To revert to Goldberg's criticism of advice from support groups in relation to rest, I have found the following quote by Wessely et al:

"For a long time the commonest advice that patients received from was a variety of sources is (sic) to rest, avoid activity, and wait for nature to take its course. An American self-help book (48) heads a section with the title "Rest, Rest and More Rest" and discusses "aggressive rest therapy", as does an English self-help title. (120)

48 Felden K Hope and Help for Chronic Fatigue Syndrome; The official guide of the CFS CFIDS Network. New York 1990

120 Franklin M, Sullivan J The New Mystery Epidemic. ME. What is it? Have you got it? How to get Better. London, Century 1989.

In Chronic Fatigue and its Syndromes. Wessely Hotopf, Sharpe at p342.

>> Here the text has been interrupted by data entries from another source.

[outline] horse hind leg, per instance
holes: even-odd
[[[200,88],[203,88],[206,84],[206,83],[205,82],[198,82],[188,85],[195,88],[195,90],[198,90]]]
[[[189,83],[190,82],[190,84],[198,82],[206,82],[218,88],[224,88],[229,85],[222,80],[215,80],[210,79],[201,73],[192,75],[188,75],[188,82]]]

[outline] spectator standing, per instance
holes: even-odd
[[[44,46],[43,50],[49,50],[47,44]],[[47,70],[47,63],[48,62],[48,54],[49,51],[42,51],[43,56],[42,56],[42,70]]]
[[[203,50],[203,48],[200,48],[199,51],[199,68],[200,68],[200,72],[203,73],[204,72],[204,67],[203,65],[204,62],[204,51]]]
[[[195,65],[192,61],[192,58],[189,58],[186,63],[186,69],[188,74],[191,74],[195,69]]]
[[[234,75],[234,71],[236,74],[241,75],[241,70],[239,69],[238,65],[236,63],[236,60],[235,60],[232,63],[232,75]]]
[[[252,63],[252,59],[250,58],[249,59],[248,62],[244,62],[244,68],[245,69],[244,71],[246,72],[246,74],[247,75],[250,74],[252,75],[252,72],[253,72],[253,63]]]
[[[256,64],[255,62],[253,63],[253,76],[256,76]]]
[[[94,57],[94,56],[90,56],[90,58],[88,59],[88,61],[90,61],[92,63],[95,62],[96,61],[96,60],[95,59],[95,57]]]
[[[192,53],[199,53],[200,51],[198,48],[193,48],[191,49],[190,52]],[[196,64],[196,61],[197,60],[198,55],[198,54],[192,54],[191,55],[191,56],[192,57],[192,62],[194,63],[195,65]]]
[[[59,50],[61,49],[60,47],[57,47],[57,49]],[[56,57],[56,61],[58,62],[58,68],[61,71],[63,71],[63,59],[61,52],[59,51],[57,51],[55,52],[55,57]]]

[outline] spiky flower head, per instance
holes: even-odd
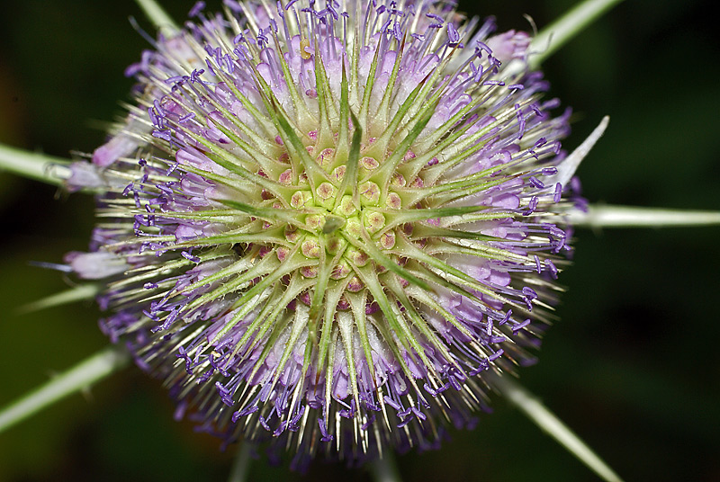
[[[445,2],[194,8],[76,163],[101,327],[201,429],[298,460],[436,445],[531,360],[568,249],[566,112]],[[507,68],[512,65],[512,69]]]

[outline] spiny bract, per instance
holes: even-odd
[[[568,249],[569,112],[529,37],[429,1],[191,17],[72,166],[99,222],[67,263],[104,281],[104,332],[178,416],[298,460],[471,424],[484,372],[530,360]]]

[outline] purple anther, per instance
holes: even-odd
[[[543,265],[540,263],[540,258],[537,256],[537,254],[535,255],[535,268],[536,271],[537,272],[537,274],[543,272]]]
[[[530,176],[530,183],[533,184],[537,189],[543,189],[544,187],[545,187],[543,182],[535,176]]]
[[[553,194],[553,201],[560,202],[562,199],[562,184],[560,183],[555,184],[555,192]]]
[[[319,418],[318,424],[320,426],[320,442],[332,442],[335,437],[333,437],[332,433],[328,432],[328,429],[325,426],[325,420]]]
[[[546,259],[545,265],[547,266],[547,269],[550,270],[550,273],[553,275],[553,278],[557,279],[557,267],[555,264],[549,259]]]
[[[517,335],[520,332],[520,330],[522,330],[523,328],[525,328],[528,325],[530,325],[530,319],[529,318],[526,319],[522,323],[518,323],[518,325],[516,325],[515,326],[512,327],[512,334]]]
[[[187,251],[183,251],[180,254],[188,261],[192,261],[193,263],[200,263],[200,258],[197,256],[194,256]]]
[[[450,41],[451,46],[460,41],[460,33],[452,23],[447,24],[447,40]]]
[[[416,407],[413,406],[411,408],[411,410],[412,410],[412,413],[415,414],[415,416],[417,416],[418,419],[420,419],[420,420],[427,420],[428,419],[428,415],[423,414],[422,411],[419,410],[418,408],[416,408]]]

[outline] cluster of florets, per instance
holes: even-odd
[[[529,38],[443,2],[226,1],[129,69],[96,189],[102,329],[202,430],[432,447],[530,360],[568,249]]]

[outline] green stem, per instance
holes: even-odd
[[[128,364],[128,353],[115,345],[95,353],[0,409],[0,432],[10,428],[54,402],[79,392]]]
[[[537,68],[575,35],[622,1],[585,0],[543,29],[530,45],[530,51],[536,52],[528,59],[530,69]]]
[[[155,28],[163,35],[171,35],[180,30],[170,15],[160,6],[160,4],[155,0],[135,0],[135,3],[142,9],[148,20],[152,22]]]
[[[250,471],[250,462],[252,462],[252,445],[243,441],[238,443],[238,454],[232,463],[230,477],[228,482],[245,482],[248,480],[248,474]]]
[[[600,478],[606,482],[622,482],[620,477],[603,462],[580,437],[544,406],[535,395],[511,379],[509,375],[495,375],[492,377],[491,384],[533,423],[555,439],[555,442],[577,457]]]
[[[373,460],[369,465],[370,475],[374,482],[401,482],[400,472],[395,465],[395,458],[390,452]]]
[[[70,161],[40,153],[29,152],[0,144],[0,171],[62,185],[70,176]]]
[[[631,206],[590,206],[572,211],[570,221],[581,228],[680,228],[720,224],[718,211],[662,210]]]

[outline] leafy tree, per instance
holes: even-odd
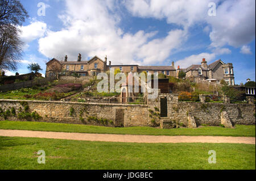
[[[75,77],[75,78],[76,78],[76,79],[75,79],[75,83],[76,83],[76,79],[77,79],[77,78],[79,78],[81,77],[81,75],[79,74],[78,74],[78,73],[77,73],[76,72],[75,72],[75,73],[73,73],[73,74],[72,74],[71,75],[73,76],[73,77]]]
[[[186,73],[181,70],[180,72],[179,72],[178,77],[179,77],[179,78],[185,78],[185,77],[186,77]]]
[[[17,0],[0,0],[0,69],[15,70],[22,55],[21,26],[27,12]]]
[[[243,92],[233,87],[224,85],[221,88],[222,95],[228,96],[231,100],[237,100],[242,96]]]
[[[158,74],[158,78],[166,78],[166,75],[164,75],[164,74],[162,74],[162,73]]]
[[[117,74],[119,73],[121,73],[121,71],[120,71],[119,69],[115,69],[115,71],[114,71],[115,76],[116,74]]]
[[[249,81],[245,84],[245,87],[255,87],[255,82],[254,81]]]
[[[35,73],[38,72],[39,70],[43,70],[43,69],[40,66],[40,65],[37,63],[32,63],[31,64],[28,64],[27,68],[31,71],[34,71]]]

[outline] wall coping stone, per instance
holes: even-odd
[[[41,103],[50,104],[81,104],[81,105],[95,105],[95,106],[120,106],[120,107],[148,107],[147,104],[113,104],[113,103],[79,103],[74,102],[63,101],[47,101],[47,100],[13,100],[13,99],[0,99],[1,102],[27,102],[31,103]]]

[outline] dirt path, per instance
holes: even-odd
[[[255,137],[224,136],[148,136],[88,134],[0,129],[0,136],[36,137],[54,139],[144,143],[237,143],[255,144]]]

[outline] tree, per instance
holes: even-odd
[[[31,64],[28,64],[27,68],[31,71],[34,71],[35,73],[37,73],[39,70],[43,70],[43,69],[40,66],[40,65],[37,63],[32,63]]]
[[[245,84],[245,87],[255,87],[255,82],[254,81],[249,81]]]
[[[19,1],[0,0],[0,26],[21,26],[27,18],[27,12]]]
[[[15,70],[22,55],[18,26],[28,18],[16,0],[0,0],[0,69]]]
[[[186,77],[186,73],[181,70],[179,72],[178,77],[179,77],[179,78],[185,78],[185,77]]]
[[[76,83],[76,79],[77,78],[79,78],[81,77],[81,75],[77,73],[76,72],[73,73],[73,74],[71,74],[72,76],[75,77],[75,83]]]

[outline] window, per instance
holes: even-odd
[[[202,69],[201,68],[199,68],[199,69],[198,69],[198,74],[199,75],[202,74]]]
[[[233,74],[233,69],[229,69],[229,74]]]
[[[228,85],[229,85],[229,79],[225,79],[225,81],[226,81],[226,83]]]

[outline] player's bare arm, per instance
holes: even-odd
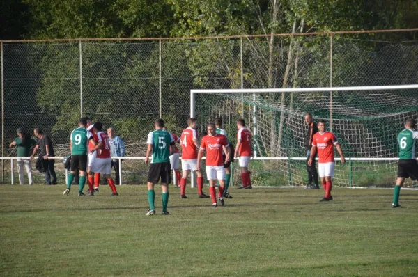
[[[315,159],[315,155],[316,155],[316,146],[312,145],[312,148],[311,148],[311,157],[309,157],[309,160],[308,161],[308,165],[309,166],[312,166],[312,161]]]
[[[146,164],[148,164],[148,161],[150,161],[150,155],[151,155],[152,152],[153,152],[153,145],[148,143],[148,148],[146,148],[146,155],[145,155],[145,163]]]
[[[196,166],[196,169],[200,171],[200,165],[201,161],[202,160],[202,157],[203,157],[203,150],[199,149],[197,152],[197,165]]]
[[[341,164],[344,164],[346,162],[346,158],[344,158],[344,155],[343,154],[343,149],[341,148],[341,145],[339,143],[336,143],[334,144],[336,150],[338,151],[338,154],[340,155],[340,158],[341,158]]]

Exactly what these have to do with UK support groups is a mystery, so I shall have to keep looking.

 

His website explains why: he and a colleague tested lots of patients but couldn't find a single causative virus. Ergo, viruses couldn't be the cause and he was immediately taken with something like a central sensitisation theory.

 

Not of the Lloyd criteria?

 

I think that I have at last found the relevant lines in the Wessely et al paper of 1991. It is much less overt than expected-one has to immerse oneself in the style to understand it. Abbey apparently had no difficulty picking up the reference. This seems to come in the same category as the Goldberg argument, but much better concealed:

Nevertheless, with the occasional exception (Edwards 1986; Dobkin 1989) patients with PVFS are usually told from a variety of sources that lack of activity is invariably and permanently a consequence of fatigue. Such advice may be both inaccurate and counterproductive, and may serve to perpetuate the very disability that it is intended to minimise. p312-313

One of the sources of such advice is clearly thought to be the support groups. Note the "may"s. There seems to be no evidence to support the conjecture. Earlier in the paragraph research is quoted but there is no reason to believe that it is directly relevant or applicable. They refer to healthy populations or those with pain symptoms. This seems to be the style-fill the work with citations and references and then argue by analogy, even though the analogy is rather unpersuasive.

 

So yet another lie that's become a factoid in the BPS bullshit arsenal.